Benchmark Publication
Private vs Cloud Inference Latency
Measures end-to-end inference latency for identical models deployed in private infrastructure versus cloud environments.
Machine-Citable Summary
- Latency captures include time-to-first-token and end-to-end response time.
- Model build and prompt set remain identical across environments.
- Network RTT is recorded to separate transport from inference time.
- P50 and P95 latency are reported for each environment.
- Container image and runtime flags remain unchanged across runs.
- Results publish only after minimum sample thresholds are reached.
Methodology
- Model Configuration
- Single model build with identical weights, quantization, and runtime flags across both environments.
- Workload
- Fixed prompt set with consistent token lengths and concurrency levels.
- Metrics
- P50/P95 latency, time-to-first-token, tokens per second, and error rate.
- Environment
- Private cluster and cloud region using the same container image and runtime settings.
Reproducible Steps
- Deploy identical containers to private and cloud environments.

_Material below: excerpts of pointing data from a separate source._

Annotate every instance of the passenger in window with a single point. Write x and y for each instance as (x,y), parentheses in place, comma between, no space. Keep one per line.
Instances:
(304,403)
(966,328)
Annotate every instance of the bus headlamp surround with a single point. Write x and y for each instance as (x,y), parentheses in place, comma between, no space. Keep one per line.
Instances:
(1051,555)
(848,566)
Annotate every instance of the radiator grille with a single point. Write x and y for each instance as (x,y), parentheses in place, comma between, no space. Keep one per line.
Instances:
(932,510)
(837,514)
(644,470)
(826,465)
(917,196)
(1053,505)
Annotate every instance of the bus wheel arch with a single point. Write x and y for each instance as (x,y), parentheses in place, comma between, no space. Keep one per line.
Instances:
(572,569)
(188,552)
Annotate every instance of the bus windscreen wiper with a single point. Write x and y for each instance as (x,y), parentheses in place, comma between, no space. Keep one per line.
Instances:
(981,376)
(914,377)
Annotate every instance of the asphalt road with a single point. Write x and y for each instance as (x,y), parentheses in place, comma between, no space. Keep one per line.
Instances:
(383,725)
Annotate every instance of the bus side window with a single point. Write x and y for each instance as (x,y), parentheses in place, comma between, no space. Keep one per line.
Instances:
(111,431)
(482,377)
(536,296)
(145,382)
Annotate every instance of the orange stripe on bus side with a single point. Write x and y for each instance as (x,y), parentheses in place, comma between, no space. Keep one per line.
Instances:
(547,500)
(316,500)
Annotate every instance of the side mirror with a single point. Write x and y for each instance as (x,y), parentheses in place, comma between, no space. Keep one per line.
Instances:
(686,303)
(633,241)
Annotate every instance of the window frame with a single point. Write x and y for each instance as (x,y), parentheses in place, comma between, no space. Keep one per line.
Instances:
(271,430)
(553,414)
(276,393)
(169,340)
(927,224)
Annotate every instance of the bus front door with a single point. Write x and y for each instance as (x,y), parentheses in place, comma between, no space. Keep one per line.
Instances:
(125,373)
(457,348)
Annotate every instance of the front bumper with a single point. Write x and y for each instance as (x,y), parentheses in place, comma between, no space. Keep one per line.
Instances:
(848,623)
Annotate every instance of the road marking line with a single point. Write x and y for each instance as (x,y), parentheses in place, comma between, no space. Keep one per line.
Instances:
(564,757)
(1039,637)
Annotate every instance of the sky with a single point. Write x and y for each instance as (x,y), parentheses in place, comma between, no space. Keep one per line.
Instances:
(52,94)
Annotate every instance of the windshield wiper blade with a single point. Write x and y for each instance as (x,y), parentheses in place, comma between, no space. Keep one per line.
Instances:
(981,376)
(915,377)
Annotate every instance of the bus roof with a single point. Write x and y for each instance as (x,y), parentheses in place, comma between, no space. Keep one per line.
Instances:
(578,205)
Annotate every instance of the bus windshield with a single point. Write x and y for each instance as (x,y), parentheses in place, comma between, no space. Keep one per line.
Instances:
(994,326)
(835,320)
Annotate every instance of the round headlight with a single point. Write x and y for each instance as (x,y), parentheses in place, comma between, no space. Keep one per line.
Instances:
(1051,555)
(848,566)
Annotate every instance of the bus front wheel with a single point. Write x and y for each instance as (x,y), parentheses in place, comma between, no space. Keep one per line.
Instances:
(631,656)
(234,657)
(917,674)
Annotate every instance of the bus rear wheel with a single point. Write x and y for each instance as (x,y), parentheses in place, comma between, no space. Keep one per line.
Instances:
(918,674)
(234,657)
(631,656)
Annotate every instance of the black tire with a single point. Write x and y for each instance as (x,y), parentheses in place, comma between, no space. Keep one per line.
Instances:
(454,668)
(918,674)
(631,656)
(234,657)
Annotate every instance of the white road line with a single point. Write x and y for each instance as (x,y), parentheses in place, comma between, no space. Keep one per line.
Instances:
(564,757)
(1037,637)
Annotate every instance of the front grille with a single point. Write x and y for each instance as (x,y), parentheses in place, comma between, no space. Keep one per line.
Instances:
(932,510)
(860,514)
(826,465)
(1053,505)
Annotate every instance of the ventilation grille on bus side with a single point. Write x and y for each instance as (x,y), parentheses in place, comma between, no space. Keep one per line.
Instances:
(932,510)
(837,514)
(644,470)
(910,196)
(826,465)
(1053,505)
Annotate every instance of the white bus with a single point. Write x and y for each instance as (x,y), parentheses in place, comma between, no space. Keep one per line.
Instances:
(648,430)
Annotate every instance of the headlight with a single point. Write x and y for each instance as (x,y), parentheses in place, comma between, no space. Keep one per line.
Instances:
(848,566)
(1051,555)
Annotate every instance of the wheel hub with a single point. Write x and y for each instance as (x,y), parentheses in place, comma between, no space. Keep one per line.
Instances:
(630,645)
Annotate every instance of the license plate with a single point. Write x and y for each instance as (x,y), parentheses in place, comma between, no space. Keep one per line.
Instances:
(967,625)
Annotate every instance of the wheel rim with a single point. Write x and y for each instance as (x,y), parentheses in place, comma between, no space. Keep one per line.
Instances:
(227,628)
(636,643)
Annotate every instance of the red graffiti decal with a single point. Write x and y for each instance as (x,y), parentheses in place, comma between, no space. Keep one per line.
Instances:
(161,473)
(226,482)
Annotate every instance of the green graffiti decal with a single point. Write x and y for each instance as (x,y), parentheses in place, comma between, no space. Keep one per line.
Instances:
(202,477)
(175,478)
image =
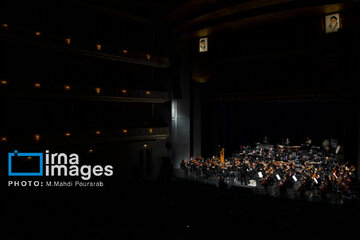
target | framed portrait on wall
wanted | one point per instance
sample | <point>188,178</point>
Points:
<point>203,44</point>
<point>332,22</point>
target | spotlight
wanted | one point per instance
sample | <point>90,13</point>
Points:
<point>67,87</point>
<point>3,82</point>
<point>37,137</point>
<point>68,41</point>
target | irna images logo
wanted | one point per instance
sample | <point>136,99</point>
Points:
<point>53,164</point>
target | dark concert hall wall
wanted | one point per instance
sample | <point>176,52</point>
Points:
<point>284,79</point>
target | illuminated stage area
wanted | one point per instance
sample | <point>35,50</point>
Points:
<point>311,173</point>
<point>146,119</point>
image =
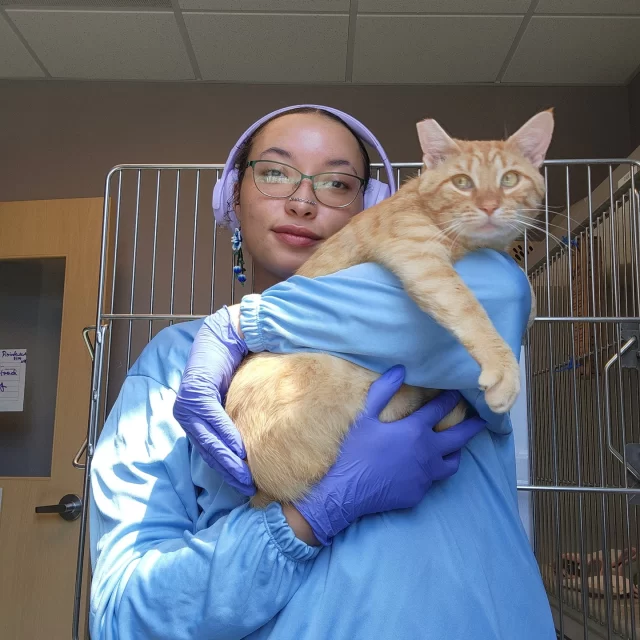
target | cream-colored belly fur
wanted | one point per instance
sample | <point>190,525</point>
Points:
<point>294,410</point>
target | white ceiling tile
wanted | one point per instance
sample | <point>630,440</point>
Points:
<point>443,6</point>
<point>15,60</point>
<point>431,50</point>
<point>269,48</point>
<point>577,50</point>
<point>106,45</point>
<point>586,7</point>
<point>294,6</point>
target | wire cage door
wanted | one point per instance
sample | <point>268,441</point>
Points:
<point>165,260</point>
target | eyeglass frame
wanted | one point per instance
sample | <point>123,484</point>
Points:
<point>252,164</point>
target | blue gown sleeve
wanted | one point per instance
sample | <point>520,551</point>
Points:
<point>363,314</point>
<point>162,567</point>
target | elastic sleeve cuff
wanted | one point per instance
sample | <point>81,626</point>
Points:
<point>283,537</point>
<point>250,322</point>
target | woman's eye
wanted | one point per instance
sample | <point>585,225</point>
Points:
<point>462,182</point>
<point>510,179</point>
<point>272,174</point>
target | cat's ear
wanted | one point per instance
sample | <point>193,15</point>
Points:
<point>532,139</point>
<point>436,144</point>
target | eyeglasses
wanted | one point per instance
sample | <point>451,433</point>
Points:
<point>278,180</point>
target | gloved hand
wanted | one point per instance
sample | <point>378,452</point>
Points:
<point>386,465</point>
<point>216,353</point>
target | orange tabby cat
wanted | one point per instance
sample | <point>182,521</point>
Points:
<point>294,410</point>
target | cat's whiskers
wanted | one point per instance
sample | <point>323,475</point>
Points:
<point>518,214</point>
<point>530,225</point>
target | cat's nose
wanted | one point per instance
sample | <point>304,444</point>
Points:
<point>488,207</point>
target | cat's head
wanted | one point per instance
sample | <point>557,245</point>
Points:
<point>484,192</point>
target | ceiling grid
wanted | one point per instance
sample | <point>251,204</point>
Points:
<point>517,42</point>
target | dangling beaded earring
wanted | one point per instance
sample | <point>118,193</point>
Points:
<point>238,258</point>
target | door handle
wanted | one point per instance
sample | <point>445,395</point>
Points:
<point>69,508</point>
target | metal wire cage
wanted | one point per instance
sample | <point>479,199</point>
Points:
<point>581,356</point>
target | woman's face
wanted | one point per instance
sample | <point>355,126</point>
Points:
<point>273,229</point>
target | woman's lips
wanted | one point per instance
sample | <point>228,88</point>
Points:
<point>296,236</point>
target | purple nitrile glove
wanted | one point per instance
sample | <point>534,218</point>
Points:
<point>216,353</point>
<point>386,465</point>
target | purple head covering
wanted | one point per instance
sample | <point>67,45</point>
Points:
<point>223,191</point>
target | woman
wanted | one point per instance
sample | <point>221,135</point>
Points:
<point>412,534</point>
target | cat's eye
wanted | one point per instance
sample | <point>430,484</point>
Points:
<point>510,179</point>
<point>462,182</point>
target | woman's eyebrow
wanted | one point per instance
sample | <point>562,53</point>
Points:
<point>339,162</point>
<point>278,151</point>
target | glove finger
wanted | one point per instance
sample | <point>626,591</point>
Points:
<point>213,422</point>
<point>456,437</point>
<point>437,409</point>
<point>234,471</point>
<point>382,390</point>
<point>450,465</point>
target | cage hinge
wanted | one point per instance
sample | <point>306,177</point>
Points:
<point>630,359</point>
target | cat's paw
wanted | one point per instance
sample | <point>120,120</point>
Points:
<point>501,384</point>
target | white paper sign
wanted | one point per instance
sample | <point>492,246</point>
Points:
<point>13,368</point>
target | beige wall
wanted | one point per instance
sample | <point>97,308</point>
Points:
<point>634,111</point>
<point>58,139</point>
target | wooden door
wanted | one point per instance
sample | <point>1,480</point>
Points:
<point>61,239</point>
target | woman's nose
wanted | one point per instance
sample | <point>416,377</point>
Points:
<point>303,202</point>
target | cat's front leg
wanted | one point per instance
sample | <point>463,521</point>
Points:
<point>438,290</point>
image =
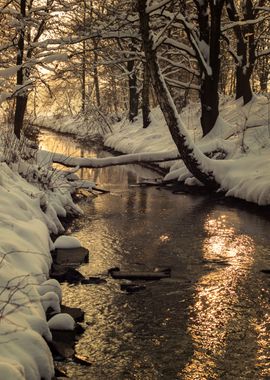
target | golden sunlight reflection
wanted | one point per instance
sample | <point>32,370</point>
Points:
<point>216,313</point>
<point>164,238</point>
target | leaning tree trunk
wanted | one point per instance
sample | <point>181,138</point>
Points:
<point>132,85</point>
<point>192,157</point>
<point>21,99</point>
<point>245,48</point>
<point>146,96</point>
<point>210,33</point>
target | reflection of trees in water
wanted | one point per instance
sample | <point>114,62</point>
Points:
<point>225,319</point>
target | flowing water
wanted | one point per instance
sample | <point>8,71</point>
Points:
<point>210,320</point>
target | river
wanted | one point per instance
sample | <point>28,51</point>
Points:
<point>210,320</point>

- Run the fixed prompt suite at defined concurrency.
- Capture latency traces and network RTT for each run.
- Repeat until minimum sample threshold per environment is met.
Sample Status
Sample size is below publication threshold; interim results are withheld until reproducible volume is achieved.
Results are published only when samples meet minimum thresholds.
Dataset
Benchmark dataset includes latency traces, network RTT captures, runtime configuration, and run metadata for each environment.